In the complex is a statue commemorating Kaiser Franz Joseph I of Austria, completed in 1910 by sculptor Georg Leisek. A bust of Ignaz Semmelweis by Rudolf Schmidt, commissioned in 1944, is also located on the grounds. The portal of the clinic is in the Art Nouveau style and features the coat of arms of Lower Austria.

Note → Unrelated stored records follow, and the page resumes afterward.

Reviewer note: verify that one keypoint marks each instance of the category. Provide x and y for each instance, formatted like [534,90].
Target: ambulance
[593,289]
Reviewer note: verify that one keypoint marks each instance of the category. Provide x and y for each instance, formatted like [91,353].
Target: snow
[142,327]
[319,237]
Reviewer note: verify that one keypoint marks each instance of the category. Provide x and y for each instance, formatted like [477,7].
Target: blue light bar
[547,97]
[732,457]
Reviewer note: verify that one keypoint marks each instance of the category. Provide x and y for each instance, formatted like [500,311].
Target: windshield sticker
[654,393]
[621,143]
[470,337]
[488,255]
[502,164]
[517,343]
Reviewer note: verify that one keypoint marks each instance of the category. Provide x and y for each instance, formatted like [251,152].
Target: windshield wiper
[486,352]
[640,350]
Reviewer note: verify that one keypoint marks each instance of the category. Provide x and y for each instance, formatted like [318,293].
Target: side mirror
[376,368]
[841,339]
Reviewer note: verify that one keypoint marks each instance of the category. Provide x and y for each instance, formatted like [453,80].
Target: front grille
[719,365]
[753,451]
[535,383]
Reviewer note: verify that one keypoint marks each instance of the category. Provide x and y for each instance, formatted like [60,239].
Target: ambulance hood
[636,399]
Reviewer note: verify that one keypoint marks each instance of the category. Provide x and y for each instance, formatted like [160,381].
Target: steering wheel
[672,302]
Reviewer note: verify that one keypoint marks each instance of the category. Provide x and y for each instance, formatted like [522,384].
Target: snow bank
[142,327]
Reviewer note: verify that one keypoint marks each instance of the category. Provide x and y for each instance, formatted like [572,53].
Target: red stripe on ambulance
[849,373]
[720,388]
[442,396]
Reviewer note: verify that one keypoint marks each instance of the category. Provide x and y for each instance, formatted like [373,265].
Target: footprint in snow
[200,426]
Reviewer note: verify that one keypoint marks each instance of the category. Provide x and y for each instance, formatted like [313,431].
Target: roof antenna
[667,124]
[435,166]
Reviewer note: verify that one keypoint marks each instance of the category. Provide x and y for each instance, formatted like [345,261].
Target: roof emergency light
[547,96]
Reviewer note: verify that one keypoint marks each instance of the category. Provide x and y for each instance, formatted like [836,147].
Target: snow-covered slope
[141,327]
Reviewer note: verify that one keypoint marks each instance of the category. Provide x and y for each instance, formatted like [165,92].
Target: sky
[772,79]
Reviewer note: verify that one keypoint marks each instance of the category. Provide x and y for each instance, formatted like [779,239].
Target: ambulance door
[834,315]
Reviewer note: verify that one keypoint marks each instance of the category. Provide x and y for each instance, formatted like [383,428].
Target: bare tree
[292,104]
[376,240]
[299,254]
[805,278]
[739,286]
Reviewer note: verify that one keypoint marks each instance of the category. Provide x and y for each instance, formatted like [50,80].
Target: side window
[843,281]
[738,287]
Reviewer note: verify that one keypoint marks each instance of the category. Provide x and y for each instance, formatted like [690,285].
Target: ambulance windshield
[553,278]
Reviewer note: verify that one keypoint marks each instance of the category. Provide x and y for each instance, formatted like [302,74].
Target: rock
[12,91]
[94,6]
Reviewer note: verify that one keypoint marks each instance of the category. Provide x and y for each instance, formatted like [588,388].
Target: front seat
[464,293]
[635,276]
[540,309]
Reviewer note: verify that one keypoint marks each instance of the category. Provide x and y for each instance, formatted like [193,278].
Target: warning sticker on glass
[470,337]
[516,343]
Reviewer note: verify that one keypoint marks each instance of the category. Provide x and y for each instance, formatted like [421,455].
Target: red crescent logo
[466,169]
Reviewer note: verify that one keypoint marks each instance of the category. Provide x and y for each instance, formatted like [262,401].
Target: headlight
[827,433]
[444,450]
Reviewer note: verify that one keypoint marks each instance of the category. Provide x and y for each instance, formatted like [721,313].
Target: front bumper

The clinic was constructed between 1908 and 1910 under a contract from the Lower Austrian Landesregierung (English: provincial parliament). The architects were Karl Otto Limbach and Max Haupt and was originally the location of the Lower Austrian Home for Children (German: Niederösterreichische Landes-Zentralkinderheim). In 1943, the city of Vienna added two pavilions which were the original Semmelweis-Frauenklinik. In 2002, it was subsumed into the Rudolfstiftung Hospital System. As a result of the reorganization of the Vienna Hospital System, the Semmelweis-Frauenklinik is to become a part of the newly created Krankenhaus Nord (English: North Hospital).

The Semmelweis-Frauenklinik treats about 5,500 female inpatients yearly. The clinic houses the Rudolfstiftung Hospital's departments of gynecology and obstetrics and the department of anesthesiology. The seven clinics are focused on diseases of the pelvis, dysplasia, obstetrics, gynecology, psychosomatic dysfunction, and ultrasound for prenatal diagnostics, as well as urogynecology.

The Semmelweis-Frauenklinik also has a wellness center for women, parents, and girls, founded in 1992 by the Institute for Female and Male Health (German: Instituts für Frauen- und Männergesundheit).